SAINT-REMY-DE-PROVENCE, France — The full-page ad gracing the back of last week's Village Voice hit me like a heavy pointy object. "HOT SUMMER TOURS," the headline blared. As a U.S. citizen residing in the city of New York, I enjoy the golden opportunity to see '70s band Steely Dan perform at the romantically named PNC Bank Arts Center on July 7. Alternatively, "Margaritaville" '70s crooner Jimmy Buffett will perform his hits Aug. 29 at the Jones Beach Amphitheater, and '70s diva Diana Ross is at Madison Square Garden July 6.
It's just as if, as a gifted music critic whose name maddeningly escapes me at deadline said, punk never happened. Remember the Sex Pistols, the Clash and the Dead Kennedys? Aggressively political, sonically stripped down and violently opposed to the pretension of musical masturbation, the punk era of the late '70s and early '80s tore down the old order. Dinosaur rockers like Mick Jagger and Keith Richards were history; 22-minute guitar solos were consigned to the dung heap. But not really.

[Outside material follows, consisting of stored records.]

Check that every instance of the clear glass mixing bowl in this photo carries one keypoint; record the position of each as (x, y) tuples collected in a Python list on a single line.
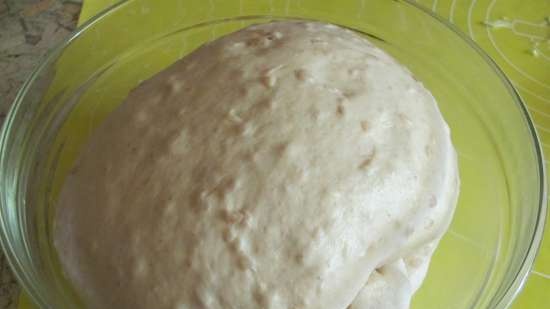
[(481, 262)]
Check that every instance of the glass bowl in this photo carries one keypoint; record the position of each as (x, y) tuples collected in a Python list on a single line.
[(482, 261)]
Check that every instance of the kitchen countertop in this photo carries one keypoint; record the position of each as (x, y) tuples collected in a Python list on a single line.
[(28, 29)]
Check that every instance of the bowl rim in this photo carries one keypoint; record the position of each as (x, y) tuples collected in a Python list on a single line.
[(511, 292), (521, 276)]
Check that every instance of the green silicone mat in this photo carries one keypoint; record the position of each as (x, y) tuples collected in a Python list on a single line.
[(516, 33)]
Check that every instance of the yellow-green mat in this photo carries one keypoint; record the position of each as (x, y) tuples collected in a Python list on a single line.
[(516, 33)]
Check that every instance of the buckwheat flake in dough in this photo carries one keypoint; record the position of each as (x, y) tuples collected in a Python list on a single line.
[(287, 165)]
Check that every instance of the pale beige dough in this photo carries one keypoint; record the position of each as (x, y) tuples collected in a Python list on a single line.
[(290, 165)]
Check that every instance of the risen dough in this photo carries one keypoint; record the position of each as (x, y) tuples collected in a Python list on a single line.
[(288, 165)]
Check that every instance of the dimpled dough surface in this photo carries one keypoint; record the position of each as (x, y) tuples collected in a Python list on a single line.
[(287, 165)]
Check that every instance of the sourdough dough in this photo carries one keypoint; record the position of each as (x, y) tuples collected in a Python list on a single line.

In reality, brilliant punk poets like the Adverts and Avengers never sold any records, radio never played their music and the musically illiterate masses spent the '80s buying the same old classic-rock crap they did in the '70s. The art-rock band Genesis became Kenny G-lite Phil Collins' Noo Wave wannabes; the Police became Sting, who wanted nothing more than to become the next Air Supply. More often, the old simply became the new: Yes became Asia, Foreigner became Toto.